Read on to explore the conditions considered chronic and consequently have no cover from your health insurance plan. Learn also why it may still be possible for you to claim treatments that are associated with these conditions.
What are chronic medical conditions?
Chronic disease is that which is persistent over a long period. It lasts for three months or even more. It is not possible to prevent chronic disease by using vaccination or cure them by using medication.
Examples of Chronic Diseases include the following:
- Heart disease
- Multiple sclerosis
- kidney disease
The objective of treating these illnesses is to help the patient learn to live with the conditions, and not curing it. These medical problems can be managed through dieting and physical exercise and also taking certain medications.
The treatment’s end is, in most cases, unspecified. Even with the medical technology in existence, most of these conditions cannot be cured, and the likelihood of their recurrence is high.
There exists a lot of checkups and consultations that are necessary for monitoring the illness. Nowadays, cancer cover has been included in many health plans even though, in every way, it falls in the chronic condition category.
Generally, most health insurance providers don’t cover chronic illnesses or illnesses you had before your policy term began. This is because the condition was not part of the policy agreement when the contract started. Moreover, if they had to cover any chronic conditions that came up later, then the insurance coverage would be costly due to higher claims.
How Health Insurers deal with Pre-existing Chronic Conditions
This is the typical way for most insurance givers to handle pre-existing chronic conditions. In this plan, your insurer will exclude your condition’s treatment and its related symptoms from coverage. You will, therefore, access treatment for other medical issues that are not related to your chronic illness but won’t get indemnification for all the medical costs that are associated with the treatment of your pre-existing condition.

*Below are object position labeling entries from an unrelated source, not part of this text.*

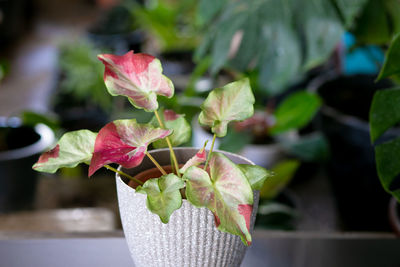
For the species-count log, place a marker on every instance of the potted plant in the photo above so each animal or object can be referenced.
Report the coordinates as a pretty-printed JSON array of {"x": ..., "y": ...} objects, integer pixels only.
[
  {"x": 190, "y": 196},
  {"x": 81, "y": 100},
  {"x": 19, "y": 147},
  {"x": 345, "y": 118},
  {"x": 267, "y": 137}
]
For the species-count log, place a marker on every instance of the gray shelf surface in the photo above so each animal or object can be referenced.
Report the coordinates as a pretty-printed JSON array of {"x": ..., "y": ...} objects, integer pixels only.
[{"x": 270, "y": 248}]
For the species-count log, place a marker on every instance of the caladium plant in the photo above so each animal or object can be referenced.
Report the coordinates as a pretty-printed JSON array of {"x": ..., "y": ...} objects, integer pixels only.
[{"x": 208, "y": 179}]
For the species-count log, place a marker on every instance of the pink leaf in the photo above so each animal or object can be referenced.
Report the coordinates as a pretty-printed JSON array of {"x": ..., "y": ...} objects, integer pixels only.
[
  {"x": 124, "y": 142},
  {"x": 138, "y": 77},
  {"x": 170, "y": 115},
  {"x": 49, "y": 154}
]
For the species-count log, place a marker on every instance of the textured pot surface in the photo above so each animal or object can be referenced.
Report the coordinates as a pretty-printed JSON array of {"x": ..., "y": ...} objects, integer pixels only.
[
  {"x": 17, "y": 179},
  {"x": 189, "y": 239}
]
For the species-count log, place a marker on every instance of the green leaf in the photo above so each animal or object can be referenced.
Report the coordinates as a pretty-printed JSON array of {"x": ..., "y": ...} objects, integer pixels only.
[
  {"x": 207, "y": 9},
  {"x": 391, "y": 65},
  {"x": 373, "y": 26},
  {"x": 233, "y": 102},
  {"x": 284, "y": 173},
  {"x": 388, "y": 166},
  {"x": 32, "y": 118},
  {"x": 124, "y": 142},
  {"x": 295, "y": 111},
  {"x": 281, "y": 60},
  {"x": 73, "y": 148},
  {"x": 310, "y": 148},
  {"x": 226, "y": 192},
  {"x": 163, "y": 195},
  {"x": 256, "y": 175},
  {"x": 177, "y": 123},
  {"x": 384, "y": 112}
]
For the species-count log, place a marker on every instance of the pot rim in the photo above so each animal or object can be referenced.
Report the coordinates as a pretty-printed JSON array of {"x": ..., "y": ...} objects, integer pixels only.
[
  {"x": 291, "y": 136},
  {"x": 46, "y": 140},
  {"x": 117, "y": 176}
]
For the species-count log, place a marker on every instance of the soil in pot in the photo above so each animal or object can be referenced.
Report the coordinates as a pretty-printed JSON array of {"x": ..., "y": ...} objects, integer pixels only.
[
  {"x": 361, "y": 200},
  {"x": 277, "y": 214}
]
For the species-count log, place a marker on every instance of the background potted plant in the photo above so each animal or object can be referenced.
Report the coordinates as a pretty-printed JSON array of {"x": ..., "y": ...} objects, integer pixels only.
[
  {"x": 383, "y": 119},
  {"x": 178, "y": 194},
  {"x": 347, "y": 95}
]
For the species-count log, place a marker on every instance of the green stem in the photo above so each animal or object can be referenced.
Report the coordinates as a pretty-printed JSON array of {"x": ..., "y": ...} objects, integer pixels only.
[
  {"x": 169, "y": 145},
  {"x": 123, "y": 174},
  {"x": 209, "y": 153},
  {"x": 156, "y": 163}
]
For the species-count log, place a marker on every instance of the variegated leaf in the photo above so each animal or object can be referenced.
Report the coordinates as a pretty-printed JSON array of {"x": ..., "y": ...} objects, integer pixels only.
[
  {"x": 256, "y": 175},
  {"x": 226, "y": 192},
  {"x": 200, "y": 157},
  {"x": 233, "y": 102},
  {"x": 175, "y": 122},
  {"x": 163, "y": 195},
  {"x": 73, "y": 148},
  {"x": 124, "y": 142},
  {"x": 138, "y": 77}
]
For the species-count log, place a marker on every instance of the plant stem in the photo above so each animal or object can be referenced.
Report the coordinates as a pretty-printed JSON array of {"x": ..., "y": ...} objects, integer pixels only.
[
  {"x": 123, "y": 174},
  {"x": 156, "y": 163},
  {"x": 209, "y": 153},
  {"x": 169, "y": 145}
]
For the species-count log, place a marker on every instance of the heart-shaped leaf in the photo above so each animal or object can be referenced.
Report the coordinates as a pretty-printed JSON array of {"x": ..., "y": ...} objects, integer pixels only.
[
  {"x": 137, "y": 76},
  {"x": 256, "y": 175},
  {"x": 391, "y": 65},
  {"x": 233, "y": 102},
  {"x": 227, "y": 194},
  {"x": 163, "y": 195},
  {"x": 73, "y": 148},
  {"x": 200, "y": 157},
  {"x": 124, "y": 142},
  {"x": 175, "y": 122}
]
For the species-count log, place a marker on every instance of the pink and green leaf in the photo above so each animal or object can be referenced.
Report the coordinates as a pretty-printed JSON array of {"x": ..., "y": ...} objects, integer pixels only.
[
  {"x": 226, "y": 192},
  {"x": 72, "y": 149},
  {"x": 124, "y": 142},
  {"x": 138, "y": 77},
  {"x": 163, "y": 195},
  {"x": 256, "y": 175},
  {"x": 199, "y": 158},
  {"x": 175, "y": 122},
  {"x": 233, "y": 102}
]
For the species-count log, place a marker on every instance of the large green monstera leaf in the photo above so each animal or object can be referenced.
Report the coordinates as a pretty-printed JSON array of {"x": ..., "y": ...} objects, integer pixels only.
[
  {"x": 163, "y": 195},
  {"x": 226, "y": 192},
  {"x": 233, "y": 102},
  {"x": 73, "y": 148},
  {"x": 124, "y": 142},
  {"x": 138, "y": 77}
]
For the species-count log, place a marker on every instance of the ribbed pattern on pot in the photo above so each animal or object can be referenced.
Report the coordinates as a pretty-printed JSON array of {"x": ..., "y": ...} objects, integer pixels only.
[{"x": 189, "y": 239}]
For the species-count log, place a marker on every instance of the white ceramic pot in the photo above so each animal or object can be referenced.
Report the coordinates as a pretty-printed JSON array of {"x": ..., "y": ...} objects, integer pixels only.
[
  {"x": 189, "y": 239},
  {"x": 263, "y": 155}
]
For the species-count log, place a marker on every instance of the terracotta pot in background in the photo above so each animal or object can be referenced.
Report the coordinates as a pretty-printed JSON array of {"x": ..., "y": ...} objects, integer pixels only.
[{"x": 17, "y": 179}]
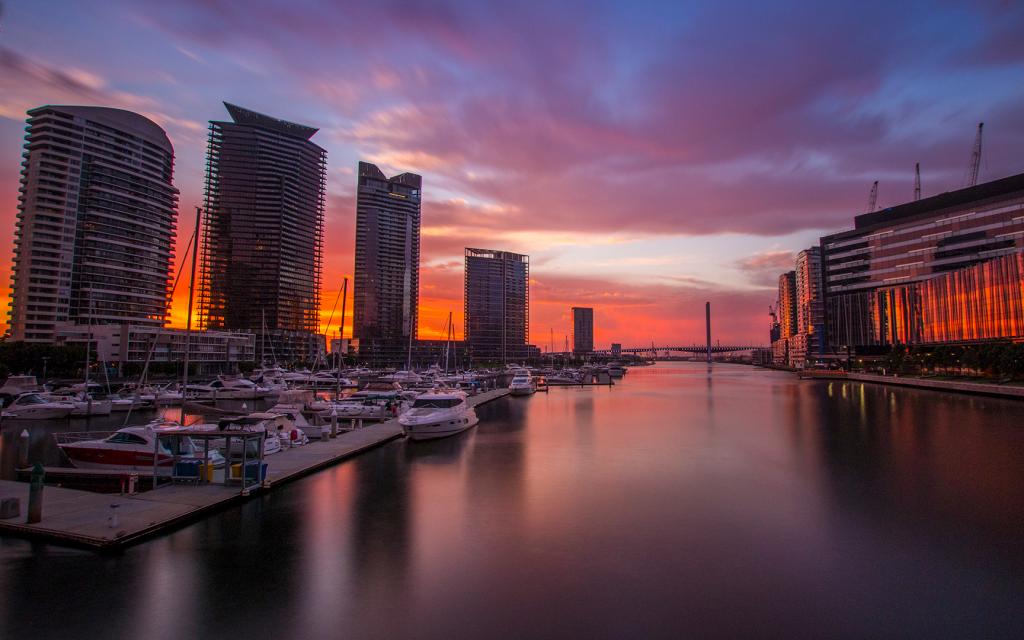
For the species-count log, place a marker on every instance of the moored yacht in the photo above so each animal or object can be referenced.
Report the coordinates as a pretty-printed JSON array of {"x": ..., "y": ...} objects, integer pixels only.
[
  {"x": 522, "y": 383},
  {"x": 131, "y": 448},
  {"x": 438, "y": 415},
  {"x": 34, "y": 407}
]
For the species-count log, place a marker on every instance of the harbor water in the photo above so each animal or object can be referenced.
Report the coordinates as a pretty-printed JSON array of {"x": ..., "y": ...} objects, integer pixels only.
[{"x": 686, "y": 501}]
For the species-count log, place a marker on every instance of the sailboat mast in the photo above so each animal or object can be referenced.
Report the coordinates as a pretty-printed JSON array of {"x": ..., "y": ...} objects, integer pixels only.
[
  {"x": 409, "y": 356},
  {"x": 192, "y": 292},
  {"x": 448, "y": 342},
  {"x": 341, "y": 333}
]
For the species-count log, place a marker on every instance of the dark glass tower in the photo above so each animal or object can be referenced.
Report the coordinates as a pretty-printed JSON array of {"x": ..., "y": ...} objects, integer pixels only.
[
  {"x": 387, "y": 260},
  {"x": 583, "y": 330},
  {"x": 97, "y": 209},
  {"x": 263, "y": 232},
  {"x": 497, "y": 299}
]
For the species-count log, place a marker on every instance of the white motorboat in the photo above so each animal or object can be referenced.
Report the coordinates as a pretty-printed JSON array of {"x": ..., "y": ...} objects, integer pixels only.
[
  {"x": 438, "y": 415},
  {"x": 228, "y": 388},
  {"x": 15, "y": 385},
  {"x": 272, "y": 424},
  {"x": 522, "y": 384},
  {"x": 85, "y": 406},
  {"x": 131, "y": 448},
  {"x": 34, "y": 407}
]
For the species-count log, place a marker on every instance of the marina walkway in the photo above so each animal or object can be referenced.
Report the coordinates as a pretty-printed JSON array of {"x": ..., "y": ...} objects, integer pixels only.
[{"x": 82, "y": 518}]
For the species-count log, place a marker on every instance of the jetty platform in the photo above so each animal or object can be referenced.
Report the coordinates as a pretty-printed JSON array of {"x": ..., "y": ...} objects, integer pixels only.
[{"x": 84, "y": 518}]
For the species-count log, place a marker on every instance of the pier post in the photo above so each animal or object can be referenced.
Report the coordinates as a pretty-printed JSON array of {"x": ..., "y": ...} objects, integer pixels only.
[
  {"x": 36, "y": 495},
  {"x": 23, "y": 450}
]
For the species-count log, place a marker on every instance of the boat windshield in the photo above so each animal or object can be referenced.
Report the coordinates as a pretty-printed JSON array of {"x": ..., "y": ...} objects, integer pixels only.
[{"x": 436, "y": 402}]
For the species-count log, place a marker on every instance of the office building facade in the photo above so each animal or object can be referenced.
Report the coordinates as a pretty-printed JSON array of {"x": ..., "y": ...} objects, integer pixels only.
[
  {"x": 387, "y": 261},
  {"x": 943, "y": 269},
  {"x": 263, "y": 233},
  {"x": 807, "y": 341},
  {"x": 583, "y": 330},
  {"x": 97, "y": 209},
  {"x": 785, "y": 309},
  {"x": 497, "y": 305}
]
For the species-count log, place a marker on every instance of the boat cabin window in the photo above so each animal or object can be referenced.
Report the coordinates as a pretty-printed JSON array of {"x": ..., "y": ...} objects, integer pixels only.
[
  {"x": 437, "y": 402},
  {"x": 126, "y": 438}
]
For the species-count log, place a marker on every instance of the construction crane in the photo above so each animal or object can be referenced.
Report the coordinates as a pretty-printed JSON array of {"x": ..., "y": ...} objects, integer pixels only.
[{"x": 972, "y": 172}]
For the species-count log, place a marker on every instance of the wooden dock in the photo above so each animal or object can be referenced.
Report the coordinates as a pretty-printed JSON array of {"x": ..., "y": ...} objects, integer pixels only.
[{"x": 83, "y": 518}]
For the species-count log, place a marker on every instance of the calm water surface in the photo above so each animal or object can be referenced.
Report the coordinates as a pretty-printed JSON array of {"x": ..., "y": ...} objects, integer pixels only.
[{"x": 684, "y": 502}]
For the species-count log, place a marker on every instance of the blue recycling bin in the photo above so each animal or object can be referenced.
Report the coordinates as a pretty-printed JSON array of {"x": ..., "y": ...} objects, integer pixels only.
[
  {"x": 255, "y": 471},
  {"x": 187, "y": 469}
]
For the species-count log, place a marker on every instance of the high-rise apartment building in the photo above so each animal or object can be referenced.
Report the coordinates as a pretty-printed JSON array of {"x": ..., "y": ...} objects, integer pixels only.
[
  {"x": 785, "y": 309},
  {"x": 497, "y": 299},
  {"x": 787, "y": 304},
  {"x": 387, "y": 259},
  {"x": 97, "y": 208},
  {"x": 944, "y": 268},
  {"x": 583, "y": 330},
  {"x": 263, "y": 232}
]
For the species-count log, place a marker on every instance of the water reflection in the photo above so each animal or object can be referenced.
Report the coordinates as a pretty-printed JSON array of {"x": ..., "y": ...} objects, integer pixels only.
[{"x": 681, "y": 502}]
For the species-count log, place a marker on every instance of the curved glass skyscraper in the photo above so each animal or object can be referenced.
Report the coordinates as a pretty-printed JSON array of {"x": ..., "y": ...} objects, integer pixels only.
[{"x": 97, "y": 209}]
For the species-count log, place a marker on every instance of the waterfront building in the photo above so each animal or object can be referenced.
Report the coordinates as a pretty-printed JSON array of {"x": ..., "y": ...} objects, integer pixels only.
[
  {"x": 497, "y": 305},
  {"x": 263, "y": 233},
  {"x": 387, "y": 262},
  {"x": 97, "y": 209},
  {"x": 785, "y": 309},
  {"x": 583, "y": 330},
  {"x": 942, "y": 269},
  {"x": 807, "y": 342},
  {"x": 210, "y": 351}
]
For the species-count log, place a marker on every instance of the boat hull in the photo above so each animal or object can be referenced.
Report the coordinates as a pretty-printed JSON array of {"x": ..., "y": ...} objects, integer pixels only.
[
  {"x": 98, "y": 458},
  {"x": 442, "y": 428},
  {"x": 46, "y": 413}
]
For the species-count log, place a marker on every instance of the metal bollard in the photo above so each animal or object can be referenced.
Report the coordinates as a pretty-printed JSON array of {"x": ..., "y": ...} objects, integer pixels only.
[
  {"x": 23, "y": 450},
  {"x": 36, "y": 494}
]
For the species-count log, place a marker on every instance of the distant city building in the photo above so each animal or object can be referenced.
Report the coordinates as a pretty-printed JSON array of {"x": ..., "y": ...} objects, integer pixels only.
[
  {"x": 263, "y": 233},
  {"x": 583, "y": 330},
  {"x": 497, "y": 299},
  {"x": 942, "y": 269},
  {"x": 785, "y": 309},
  {"x": 94, "y": 239},
  {"x": 808, "y": 340},
  {"x": 387, "y": 260}
]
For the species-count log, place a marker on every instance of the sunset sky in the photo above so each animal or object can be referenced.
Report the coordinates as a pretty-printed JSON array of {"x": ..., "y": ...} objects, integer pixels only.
[{"x": 647, "y": 156}]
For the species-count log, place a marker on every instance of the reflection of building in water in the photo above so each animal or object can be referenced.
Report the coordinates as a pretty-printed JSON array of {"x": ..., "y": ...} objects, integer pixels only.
[
  {"x": 380, "y": 525},
  {"x": 878, "y": 439}
]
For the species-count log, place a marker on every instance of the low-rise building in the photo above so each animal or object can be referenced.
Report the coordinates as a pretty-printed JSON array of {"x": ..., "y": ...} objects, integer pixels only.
[{"x": 212, "y": 351}]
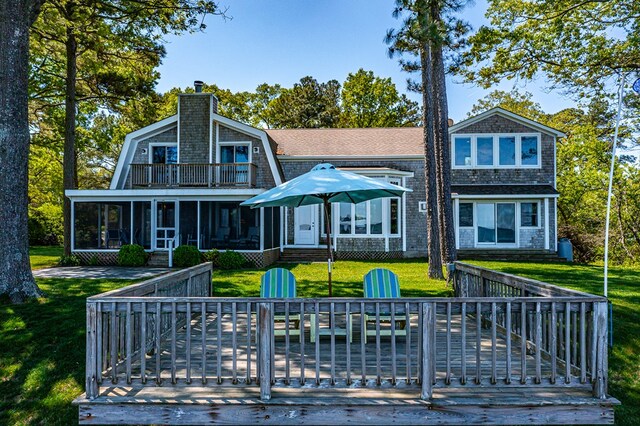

Placing a moratorium on the condition’s coverage is the second option for most insurers. This is a grace period of around twenty-four months. During this period, the policy cannot cover chronic conditions. If the moratorium period is over without the policyholder needing medication, treatment, or checkups, the insurer may put into consideration providing cover under the terms laid out in the policy.
Coverage with loading
In this case, the insurer will provide cover for the condition. Consequently, you will have to part with a higher premium. What’s important to note is the fact that not all insurers will offer this option. It’s a much more expensive alternative, but if you can afford the monthly or annual premiums, why not go for it?
The Aspects of Chronic Illnesses covered
Your insurance provider may not include the required treatments for your chronic illnesses but will consider some of the chronic illnesses’ aspects.
These are some of the conditions under which your insurance provider will cover for chronic conditions:
- When there is an attempt to cure or diagnose the illness in the first place. Once the efforts are exhausted, the treatment is passed onto the maintenance phase, which is meant to control and manage the illness or cure it.
- If there is the availability of a new option in the treatment
Instead of merely managing your condition, the latest development’s objective will be to cure the disease completely.
Before you sign up for any insurance policy, make sure you have read and understood its terms and agreements to know what you will be paying for. It’s also wise to shop around before settling on an insurer. This will help you explore other options that may be offered by some insurance companies.